Swedish Prime Minister Magdalena Andersson announced her party’s support for the country to apply to join NATO.
"We Social Democrats consider that the best for Sweden and the Swedish people’s security is that we join NATO. This is a decision that we have made after very careful consideration," Andersson said during a press conference on Sunday.
Andersson noted this decision reverses a stance the country has taken for 200 years, leaving "a political line of security policies that we have had in different shapes and forms."
"For us Social Democrats, the military non-alliance policy has served us well. But our analysis shows that it will not serve us as well in the future," Andersson said. "This is not a decision that we have taken lightly."
The prime minister said the country must "adapt to reality" and make decisions based on the current climate.
"It is very clear that there is a before and after the 24th of February 2022. Europe, Sweden and the Swedish people are living in a new, dangerous reality.
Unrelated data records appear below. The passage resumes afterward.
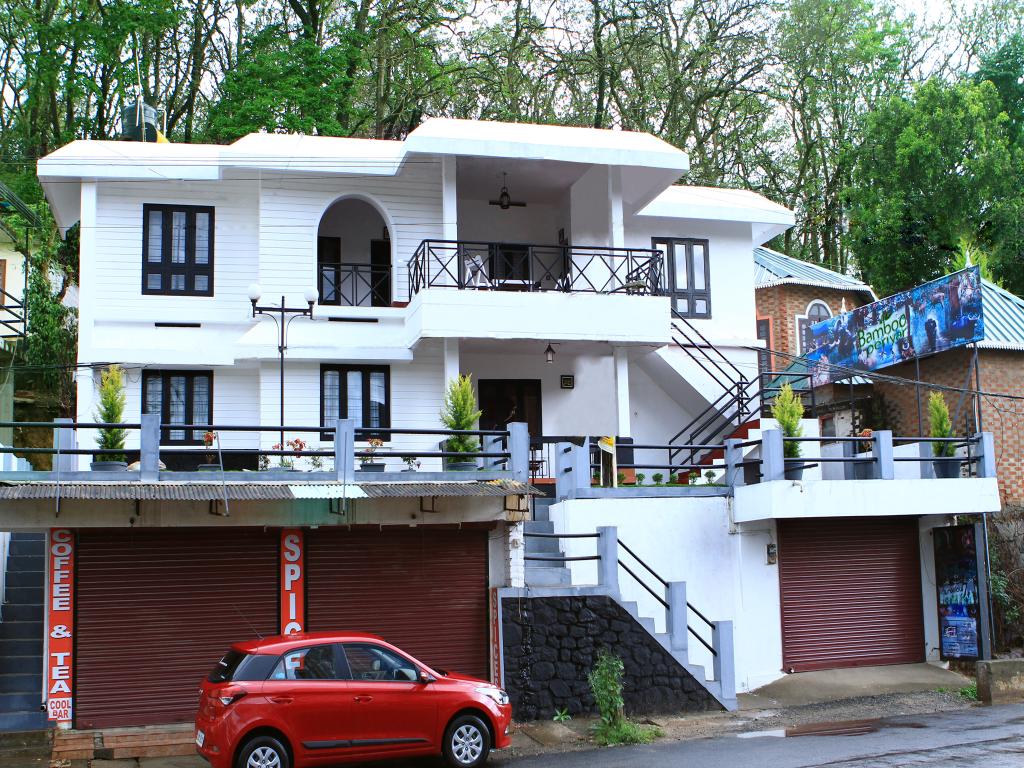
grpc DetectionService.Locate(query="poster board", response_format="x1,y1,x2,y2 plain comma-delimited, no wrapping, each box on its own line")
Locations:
933,523,991,661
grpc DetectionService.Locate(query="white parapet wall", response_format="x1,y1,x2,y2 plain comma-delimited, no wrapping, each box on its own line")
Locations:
547,496,785,693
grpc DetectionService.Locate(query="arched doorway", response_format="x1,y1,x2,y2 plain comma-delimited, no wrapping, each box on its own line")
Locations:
317,198,391,307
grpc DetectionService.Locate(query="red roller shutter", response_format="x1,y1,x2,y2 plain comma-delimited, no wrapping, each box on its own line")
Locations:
778,517,924,672
76,529,278,729
307,527,489,679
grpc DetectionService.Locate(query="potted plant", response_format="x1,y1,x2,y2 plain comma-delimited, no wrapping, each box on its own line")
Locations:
852,428,874,479
929,392,960,478
635,472,645,486
401,455,420,473
92,364,128,471
198,430,220,471
652,472,664,486
772,383,804,480
440,374,482,471
359,437,386,472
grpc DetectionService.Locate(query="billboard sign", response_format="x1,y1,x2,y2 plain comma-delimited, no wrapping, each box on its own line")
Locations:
804,266,984,387
934,524,988,660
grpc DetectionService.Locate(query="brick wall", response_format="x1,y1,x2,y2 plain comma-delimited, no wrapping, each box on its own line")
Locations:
873,349,1024,505
755,284,868,370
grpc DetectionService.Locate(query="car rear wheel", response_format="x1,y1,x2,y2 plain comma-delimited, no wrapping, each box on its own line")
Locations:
443,714,490,768
236,735,290,768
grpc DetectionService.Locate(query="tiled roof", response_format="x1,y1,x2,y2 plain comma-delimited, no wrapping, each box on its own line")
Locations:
754,246,875,298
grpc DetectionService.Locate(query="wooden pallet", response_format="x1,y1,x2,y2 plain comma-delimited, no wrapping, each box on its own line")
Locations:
52,723,195,761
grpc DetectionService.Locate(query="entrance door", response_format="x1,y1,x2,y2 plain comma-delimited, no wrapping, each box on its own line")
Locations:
778,517,925,672
478,379,542,437
370,239,391,307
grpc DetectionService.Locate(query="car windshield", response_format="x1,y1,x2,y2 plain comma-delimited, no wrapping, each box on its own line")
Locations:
208,650,246,683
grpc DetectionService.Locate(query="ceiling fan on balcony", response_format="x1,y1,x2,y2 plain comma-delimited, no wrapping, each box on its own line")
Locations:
489,173,526,210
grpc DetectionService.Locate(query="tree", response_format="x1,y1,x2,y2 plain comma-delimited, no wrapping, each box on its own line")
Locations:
845,78,1022,297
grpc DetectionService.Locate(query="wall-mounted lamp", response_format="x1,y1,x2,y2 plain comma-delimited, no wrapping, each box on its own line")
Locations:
766,542,778,565
544,343,556,364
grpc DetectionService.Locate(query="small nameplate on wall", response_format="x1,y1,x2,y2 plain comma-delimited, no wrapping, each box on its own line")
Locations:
560,375,574,390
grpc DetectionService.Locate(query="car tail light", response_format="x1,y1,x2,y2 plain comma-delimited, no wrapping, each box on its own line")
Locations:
215,686,247,709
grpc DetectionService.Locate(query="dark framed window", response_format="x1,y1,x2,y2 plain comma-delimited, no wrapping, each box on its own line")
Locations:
321,365,391,432
142,204,215,296
342,643,419,682
142,370,213,444
798,301,832,354
652,237,711,318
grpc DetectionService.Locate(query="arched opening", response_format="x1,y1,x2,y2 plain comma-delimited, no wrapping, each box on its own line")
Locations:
317,198,391,307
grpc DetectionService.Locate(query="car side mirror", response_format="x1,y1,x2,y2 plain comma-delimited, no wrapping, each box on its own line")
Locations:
419,670,436,684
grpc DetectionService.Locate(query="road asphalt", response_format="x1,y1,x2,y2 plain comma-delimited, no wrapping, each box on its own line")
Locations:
505,703,1024,768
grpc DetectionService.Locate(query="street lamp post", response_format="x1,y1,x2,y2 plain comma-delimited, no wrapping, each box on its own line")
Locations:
248,283,318,449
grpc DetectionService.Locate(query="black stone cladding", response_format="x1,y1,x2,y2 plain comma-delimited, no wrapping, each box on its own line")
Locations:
501,595,722,720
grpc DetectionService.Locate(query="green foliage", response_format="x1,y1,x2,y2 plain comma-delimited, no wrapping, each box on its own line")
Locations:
553,707,571,723
771,384,804,459
927,391,956,457
439,374,481,455
635,473,645,486
93,364,126,461
846,78,1023,297
616,472,626,486
587,649,624,728
959,683,979,701
652,473,664,485
593,719,661,746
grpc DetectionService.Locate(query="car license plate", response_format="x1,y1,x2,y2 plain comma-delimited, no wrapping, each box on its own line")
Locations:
196,730,205,748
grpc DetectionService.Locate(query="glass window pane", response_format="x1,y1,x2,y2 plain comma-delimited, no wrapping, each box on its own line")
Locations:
342,644,417,682
270,646,337,681
171,211,187,264
675,298,689,314
346,371,363,428
171,274,186,291
672,243,688,290
323,371,340,425
168,376,186,441
692,244,706,290
368,372,386,428
192,375,210,441
194,274,209,293
147,211,163,262
195,213,210,265
147,273,162,291
144,376,162,415
694,299,708,315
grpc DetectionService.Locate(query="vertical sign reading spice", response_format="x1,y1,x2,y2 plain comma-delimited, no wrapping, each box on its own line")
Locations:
489,587,503,687
280,529,305,635
46,529,74,725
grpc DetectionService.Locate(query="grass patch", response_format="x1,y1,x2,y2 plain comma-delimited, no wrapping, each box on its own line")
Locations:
593,719,663,746
959,683,978,701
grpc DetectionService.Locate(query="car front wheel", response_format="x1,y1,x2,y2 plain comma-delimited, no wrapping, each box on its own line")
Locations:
443,714,491,768
236,735,291,768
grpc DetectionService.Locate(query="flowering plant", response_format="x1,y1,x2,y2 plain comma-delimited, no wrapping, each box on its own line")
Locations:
360,437,384,465
203,430,218,464
857,428,873,453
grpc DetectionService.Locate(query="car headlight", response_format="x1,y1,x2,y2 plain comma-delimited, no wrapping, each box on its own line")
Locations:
475,686,510,705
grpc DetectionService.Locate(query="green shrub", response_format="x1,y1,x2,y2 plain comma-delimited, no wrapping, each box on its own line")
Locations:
593,719,662,746
635,473,645,486
652,473,664,485
588,649,625,728
771,383,804,459
928,391,956,457
959,683,978,701
553,707,571,723
94,364,127,462
440,374,482,454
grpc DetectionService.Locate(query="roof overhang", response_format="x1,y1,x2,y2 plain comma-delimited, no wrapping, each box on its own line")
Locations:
637,186,795,244
756,276,877,301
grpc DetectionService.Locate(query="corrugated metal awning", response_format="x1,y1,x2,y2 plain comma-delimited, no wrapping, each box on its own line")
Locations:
0,479,537,501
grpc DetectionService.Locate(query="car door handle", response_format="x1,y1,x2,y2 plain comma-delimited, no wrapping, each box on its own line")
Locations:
353,695,373,703
268,696,293,705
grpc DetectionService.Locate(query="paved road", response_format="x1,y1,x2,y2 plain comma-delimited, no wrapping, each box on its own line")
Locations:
508,704,1024,768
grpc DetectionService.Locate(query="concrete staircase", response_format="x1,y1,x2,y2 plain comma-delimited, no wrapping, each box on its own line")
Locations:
0,533,46,731
523,518,736,710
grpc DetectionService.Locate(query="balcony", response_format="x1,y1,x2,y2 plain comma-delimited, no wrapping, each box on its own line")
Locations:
318,263,391,307
404,240,671,345
408,240,662,295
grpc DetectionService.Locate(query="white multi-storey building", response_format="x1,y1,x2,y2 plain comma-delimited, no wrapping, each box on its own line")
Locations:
0,119,998,742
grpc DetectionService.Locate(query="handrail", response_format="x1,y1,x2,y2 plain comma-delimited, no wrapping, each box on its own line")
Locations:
671,310,745,381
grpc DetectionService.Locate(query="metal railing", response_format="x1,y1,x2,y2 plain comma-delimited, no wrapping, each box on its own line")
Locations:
0,286,27,338
408,239,663,296
0,417,531,482
318,263,390,307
The European security order that Sweden has based its security policies on for centuries, that is now under attack,” Andersson said.
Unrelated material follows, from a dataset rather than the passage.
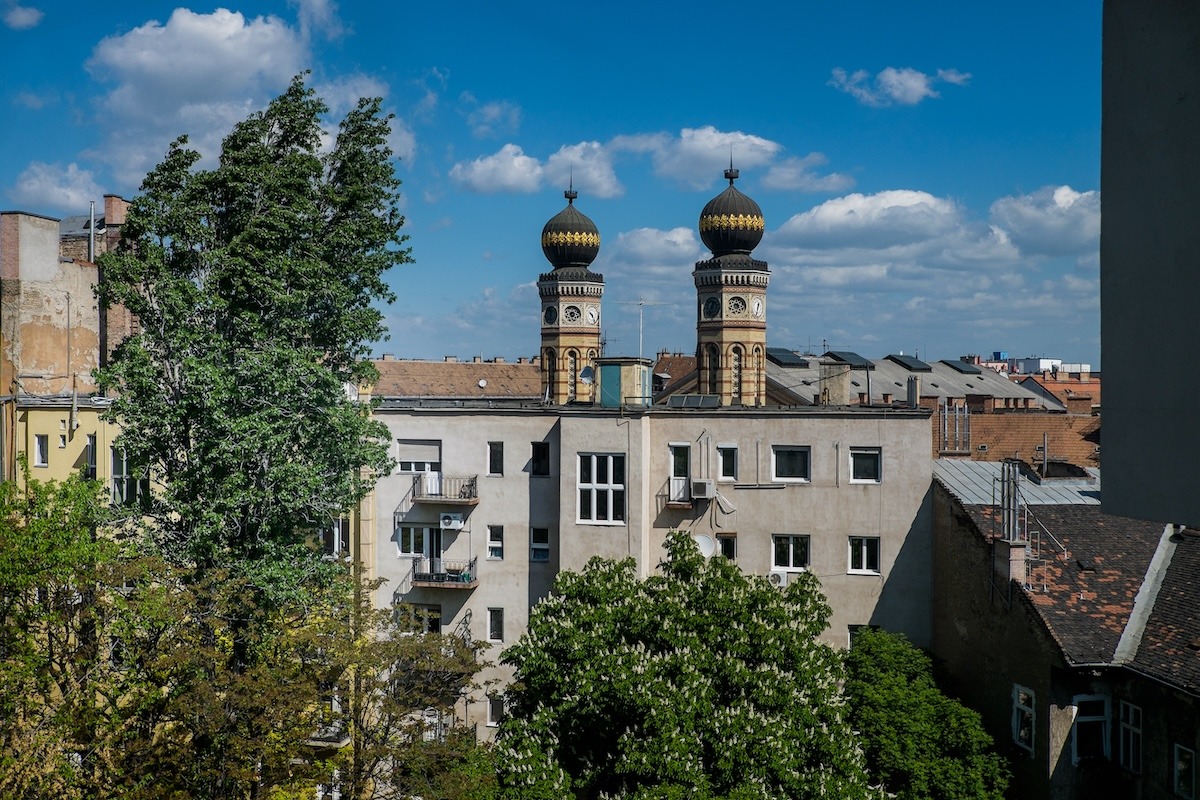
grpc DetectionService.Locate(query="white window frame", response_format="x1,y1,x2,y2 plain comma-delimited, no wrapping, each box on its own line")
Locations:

This expected announcement follows suit after Finland announced Sunday its decision to apply to join NATO, after both countries have previously refrained from joining for historic and geopolitical reasons.
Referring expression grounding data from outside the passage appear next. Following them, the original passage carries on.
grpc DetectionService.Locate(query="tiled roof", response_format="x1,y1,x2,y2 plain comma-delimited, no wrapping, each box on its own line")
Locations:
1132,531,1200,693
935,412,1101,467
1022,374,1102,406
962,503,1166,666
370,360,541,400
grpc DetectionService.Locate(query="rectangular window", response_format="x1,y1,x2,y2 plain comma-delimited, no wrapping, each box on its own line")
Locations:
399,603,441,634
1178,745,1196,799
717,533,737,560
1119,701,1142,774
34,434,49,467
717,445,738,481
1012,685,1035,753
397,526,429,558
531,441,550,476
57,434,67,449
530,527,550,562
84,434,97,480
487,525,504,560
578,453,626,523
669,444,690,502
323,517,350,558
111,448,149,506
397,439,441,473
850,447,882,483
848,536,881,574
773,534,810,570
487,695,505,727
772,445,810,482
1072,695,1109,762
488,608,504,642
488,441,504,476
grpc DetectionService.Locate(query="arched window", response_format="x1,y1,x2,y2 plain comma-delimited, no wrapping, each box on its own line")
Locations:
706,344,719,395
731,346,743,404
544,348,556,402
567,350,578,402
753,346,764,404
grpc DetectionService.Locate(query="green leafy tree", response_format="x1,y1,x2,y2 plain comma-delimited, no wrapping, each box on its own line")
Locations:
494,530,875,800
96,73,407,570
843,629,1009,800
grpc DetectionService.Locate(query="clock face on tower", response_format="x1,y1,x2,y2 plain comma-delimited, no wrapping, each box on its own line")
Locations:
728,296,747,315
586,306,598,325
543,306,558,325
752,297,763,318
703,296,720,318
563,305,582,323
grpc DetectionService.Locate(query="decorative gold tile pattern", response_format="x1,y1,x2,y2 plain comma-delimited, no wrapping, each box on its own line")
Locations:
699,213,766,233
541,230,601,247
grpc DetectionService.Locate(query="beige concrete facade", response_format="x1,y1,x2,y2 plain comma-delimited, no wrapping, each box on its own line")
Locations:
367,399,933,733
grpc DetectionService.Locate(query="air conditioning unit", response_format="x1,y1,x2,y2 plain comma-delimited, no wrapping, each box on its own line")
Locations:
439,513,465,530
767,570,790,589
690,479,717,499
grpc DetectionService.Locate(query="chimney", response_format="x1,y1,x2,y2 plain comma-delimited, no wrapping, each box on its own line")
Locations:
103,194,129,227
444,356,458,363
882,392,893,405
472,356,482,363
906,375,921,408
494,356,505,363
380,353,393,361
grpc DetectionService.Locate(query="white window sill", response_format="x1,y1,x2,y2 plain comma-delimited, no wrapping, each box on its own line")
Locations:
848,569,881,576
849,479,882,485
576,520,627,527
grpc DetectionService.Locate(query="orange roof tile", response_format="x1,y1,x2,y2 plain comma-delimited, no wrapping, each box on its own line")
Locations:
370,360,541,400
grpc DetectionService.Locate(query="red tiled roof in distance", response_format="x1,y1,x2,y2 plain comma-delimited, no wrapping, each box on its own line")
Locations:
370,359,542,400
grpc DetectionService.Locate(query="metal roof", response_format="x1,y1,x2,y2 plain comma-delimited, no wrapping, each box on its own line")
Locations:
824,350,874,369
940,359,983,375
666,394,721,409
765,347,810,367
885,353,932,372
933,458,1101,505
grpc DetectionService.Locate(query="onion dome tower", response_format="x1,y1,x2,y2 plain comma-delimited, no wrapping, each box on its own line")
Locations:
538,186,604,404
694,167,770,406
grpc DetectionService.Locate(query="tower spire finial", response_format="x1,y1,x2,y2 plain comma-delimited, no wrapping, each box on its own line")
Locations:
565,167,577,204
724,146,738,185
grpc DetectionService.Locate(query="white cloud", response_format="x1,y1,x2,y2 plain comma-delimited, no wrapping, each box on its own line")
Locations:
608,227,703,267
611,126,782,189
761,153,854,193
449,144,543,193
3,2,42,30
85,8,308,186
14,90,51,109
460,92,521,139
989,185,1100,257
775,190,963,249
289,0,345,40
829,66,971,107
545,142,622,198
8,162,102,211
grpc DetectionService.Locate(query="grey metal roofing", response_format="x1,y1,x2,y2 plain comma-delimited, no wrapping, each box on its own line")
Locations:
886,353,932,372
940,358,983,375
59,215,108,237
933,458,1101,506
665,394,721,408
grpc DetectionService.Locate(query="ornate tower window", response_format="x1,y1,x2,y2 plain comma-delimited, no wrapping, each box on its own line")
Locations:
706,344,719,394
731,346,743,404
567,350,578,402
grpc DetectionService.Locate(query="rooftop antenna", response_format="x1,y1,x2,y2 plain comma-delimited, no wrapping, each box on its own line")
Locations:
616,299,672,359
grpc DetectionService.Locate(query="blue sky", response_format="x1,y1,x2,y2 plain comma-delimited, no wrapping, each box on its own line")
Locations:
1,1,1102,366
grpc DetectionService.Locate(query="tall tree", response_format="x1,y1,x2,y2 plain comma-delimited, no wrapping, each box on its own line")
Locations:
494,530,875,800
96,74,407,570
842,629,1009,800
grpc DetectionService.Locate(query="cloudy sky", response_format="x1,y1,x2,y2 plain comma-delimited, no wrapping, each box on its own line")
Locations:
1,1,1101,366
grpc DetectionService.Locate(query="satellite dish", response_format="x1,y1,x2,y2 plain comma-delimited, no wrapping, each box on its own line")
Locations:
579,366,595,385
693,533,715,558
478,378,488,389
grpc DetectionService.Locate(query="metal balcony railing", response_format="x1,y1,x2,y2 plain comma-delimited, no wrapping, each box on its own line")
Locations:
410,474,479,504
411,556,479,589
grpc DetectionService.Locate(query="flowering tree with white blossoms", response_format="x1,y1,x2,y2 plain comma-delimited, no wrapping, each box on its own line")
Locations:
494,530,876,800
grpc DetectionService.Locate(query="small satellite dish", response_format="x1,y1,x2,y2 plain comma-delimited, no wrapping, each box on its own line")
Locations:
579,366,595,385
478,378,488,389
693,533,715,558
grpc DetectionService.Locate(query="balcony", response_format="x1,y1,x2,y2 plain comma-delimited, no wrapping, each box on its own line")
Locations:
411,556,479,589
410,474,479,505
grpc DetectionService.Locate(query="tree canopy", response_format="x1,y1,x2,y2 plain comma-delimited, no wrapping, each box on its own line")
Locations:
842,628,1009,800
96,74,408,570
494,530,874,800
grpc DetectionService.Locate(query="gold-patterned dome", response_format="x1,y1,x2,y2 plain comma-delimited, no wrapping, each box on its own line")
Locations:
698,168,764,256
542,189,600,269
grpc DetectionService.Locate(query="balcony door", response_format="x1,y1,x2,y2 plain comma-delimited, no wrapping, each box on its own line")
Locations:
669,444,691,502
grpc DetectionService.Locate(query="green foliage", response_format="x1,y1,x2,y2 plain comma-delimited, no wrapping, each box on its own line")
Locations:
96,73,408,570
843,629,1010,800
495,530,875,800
Earlier on Sunday, Sweden's Social Democratic Party had released a statement on its website saying it has decided the country should work toward a Swedish application to join NATO.
The statement continues to say that the party should, in case the application is granted by NATO, work to state unilateral conditions against the placement of nuclear weapons and permanent bases on Swedish territory.
Swedish Foreign Minister Ann Linde called it "a historic decision" in a tweet.
Earlier Sunday, NATO Secretary General Jens Stoltenberg said that "NATO's door is open" to Sweden and Finland.